The ECB, which meets next week, is not expected to deliver a
rate cut any time soon, compared with the Federal Reserve, which
could deliver as many as three rate cuts in the next six months,
based on market-based expectations.
INVESTORS JUMP BACK IN
The chances of a series of U.S. rate cuts, along with
comments from White House economic adviser Kevin Hassett that
the federal government shutdown is likely to end this week also
encouraged investors to dive back into equities.

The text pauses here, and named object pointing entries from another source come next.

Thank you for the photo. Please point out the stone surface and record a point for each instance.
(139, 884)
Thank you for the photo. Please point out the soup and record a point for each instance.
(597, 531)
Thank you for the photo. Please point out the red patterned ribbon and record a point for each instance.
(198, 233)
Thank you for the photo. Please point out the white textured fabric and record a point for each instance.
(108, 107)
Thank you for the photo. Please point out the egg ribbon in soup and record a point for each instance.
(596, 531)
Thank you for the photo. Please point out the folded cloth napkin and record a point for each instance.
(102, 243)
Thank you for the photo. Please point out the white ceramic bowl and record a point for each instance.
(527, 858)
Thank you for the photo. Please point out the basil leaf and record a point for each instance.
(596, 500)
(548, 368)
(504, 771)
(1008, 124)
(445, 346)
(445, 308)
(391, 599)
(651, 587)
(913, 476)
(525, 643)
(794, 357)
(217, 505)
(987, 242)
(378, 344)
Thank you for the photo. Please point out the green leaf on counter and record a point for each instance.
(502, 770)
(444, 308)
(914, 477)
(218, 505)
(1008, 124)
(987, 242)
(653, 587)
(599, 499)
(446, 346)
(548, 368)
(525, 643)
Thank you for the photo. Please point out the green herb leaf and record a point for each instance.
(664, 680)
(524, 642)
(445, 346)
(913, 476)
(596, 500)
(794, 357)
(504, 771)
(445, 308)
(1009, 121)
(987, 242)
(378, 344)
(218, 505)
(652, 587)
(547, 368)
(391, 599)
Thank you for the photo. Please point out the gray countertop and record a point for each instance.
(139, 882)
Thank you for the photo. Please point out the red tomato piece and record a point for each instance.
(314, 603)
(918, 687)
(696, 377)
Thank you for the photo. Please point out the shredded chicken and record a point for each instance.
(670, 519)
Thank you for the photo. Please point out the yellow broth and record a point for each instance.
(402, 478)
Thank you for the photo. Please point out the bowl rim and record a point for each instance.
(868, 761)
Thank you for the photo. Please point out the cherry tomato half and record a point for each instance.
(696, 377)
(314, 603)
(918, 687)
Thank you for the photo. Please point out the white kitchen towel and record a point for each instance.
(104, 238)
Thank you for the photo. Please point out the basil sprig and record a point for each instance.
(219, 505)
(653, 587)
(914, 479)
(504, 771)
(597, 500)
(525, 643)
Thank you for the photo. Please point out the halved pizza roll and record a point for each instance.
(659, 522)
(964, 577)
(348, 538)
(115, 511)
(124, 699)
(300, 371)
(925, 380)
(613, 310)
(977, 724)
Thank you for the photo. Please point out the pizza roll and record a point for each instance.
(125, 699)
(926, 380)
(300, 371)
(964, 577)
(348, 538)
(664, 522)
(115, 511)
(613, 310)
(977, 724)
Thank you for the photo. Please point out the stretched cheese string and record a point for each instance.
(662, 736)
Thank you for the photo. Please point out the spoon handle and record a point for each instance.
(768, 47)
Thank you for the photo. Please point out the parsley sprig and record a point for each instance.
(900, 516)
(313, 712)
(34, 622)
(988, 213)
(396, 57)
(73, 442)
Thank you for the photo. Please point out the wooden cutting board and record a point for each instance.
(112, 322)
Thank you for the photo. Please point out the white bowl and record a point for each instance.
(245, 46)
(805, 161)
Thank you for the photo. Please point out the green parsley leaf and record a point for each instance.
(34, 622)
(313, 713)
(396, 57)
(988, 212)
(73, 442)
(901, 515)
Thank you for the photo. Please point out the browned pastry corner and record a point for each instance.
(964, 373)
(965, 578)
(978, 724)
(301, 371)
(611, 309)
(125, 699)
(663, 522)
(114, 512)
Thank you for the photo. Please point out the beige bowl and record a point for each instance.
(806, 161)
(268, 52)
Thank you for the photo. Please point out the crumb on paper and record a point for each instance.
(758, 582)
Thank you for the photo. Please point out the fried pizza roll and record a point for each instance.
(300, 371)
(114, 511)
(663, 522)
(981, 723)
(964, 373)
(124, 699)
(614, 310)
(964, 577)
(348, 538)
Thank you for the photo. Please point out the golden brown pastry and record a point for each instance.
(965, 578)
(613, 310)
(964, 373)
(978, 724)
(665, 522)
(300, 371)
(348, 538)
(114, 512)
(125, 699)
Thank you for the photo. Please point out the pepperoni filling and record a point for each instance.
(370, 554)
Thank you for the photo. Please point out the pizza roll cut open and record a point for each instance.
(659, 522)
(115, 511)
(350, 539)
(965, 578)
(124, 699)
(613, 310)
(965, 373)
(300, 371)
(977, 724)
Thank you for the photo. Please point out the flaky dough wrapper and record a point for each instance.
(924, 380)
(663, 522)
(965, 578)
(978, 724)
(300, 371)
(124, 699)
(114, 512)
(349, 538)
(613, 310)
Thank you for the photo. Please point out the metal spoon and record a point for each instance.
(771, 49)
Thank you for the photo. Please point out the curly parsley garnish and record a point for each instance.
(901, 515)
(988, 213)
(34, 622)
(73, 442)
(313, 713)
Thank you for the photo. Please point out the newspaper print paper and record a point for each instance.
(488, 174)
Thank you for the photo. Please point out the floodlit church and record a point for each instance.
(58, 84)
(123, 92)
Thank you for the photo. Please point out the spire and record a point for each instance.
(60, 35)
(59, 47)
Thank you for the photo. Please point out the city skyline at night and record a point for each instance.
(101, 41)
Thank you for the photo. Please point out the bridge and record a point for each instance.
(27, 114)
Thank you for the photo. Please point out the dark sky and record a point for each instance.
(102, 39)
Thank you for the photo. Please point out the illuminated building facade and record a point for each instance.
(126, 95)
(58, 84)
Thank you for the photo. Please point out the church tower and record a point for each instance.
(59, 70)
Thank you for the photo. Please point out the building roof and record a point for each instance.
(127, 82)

A broad rally sent all three major U.S. stock indexes to a
sharply higher close overnight with chip stocks hitting a
record high.
Analysts currently expect third-quarter S&P 500 earnings
growth, on aggregate, of 9.3% year-on-year, marking an
improvement over their 8.8% growth estimate as of October 1.
In currencies, the dollar rose 0.25% against the yen to
151.14. Takaichi is expected to be pro-stimulus and against
further hikes in interest rates, a negative for the Japanese
currency and bonds but a plus for equities. The Nikkei
hit a record peak just shy of a landmark 50,000 points.
The Bank of Japan meets next week. Traders are attaching a
20% chance to a hike, although Governor Kazuo Ueda has so far
left his options open by offering few clues on the timing of a
rate hike.
Gold prices slipped 0.6% on the day, but were not far off
Monday's record high of $4,381.21 an ounce.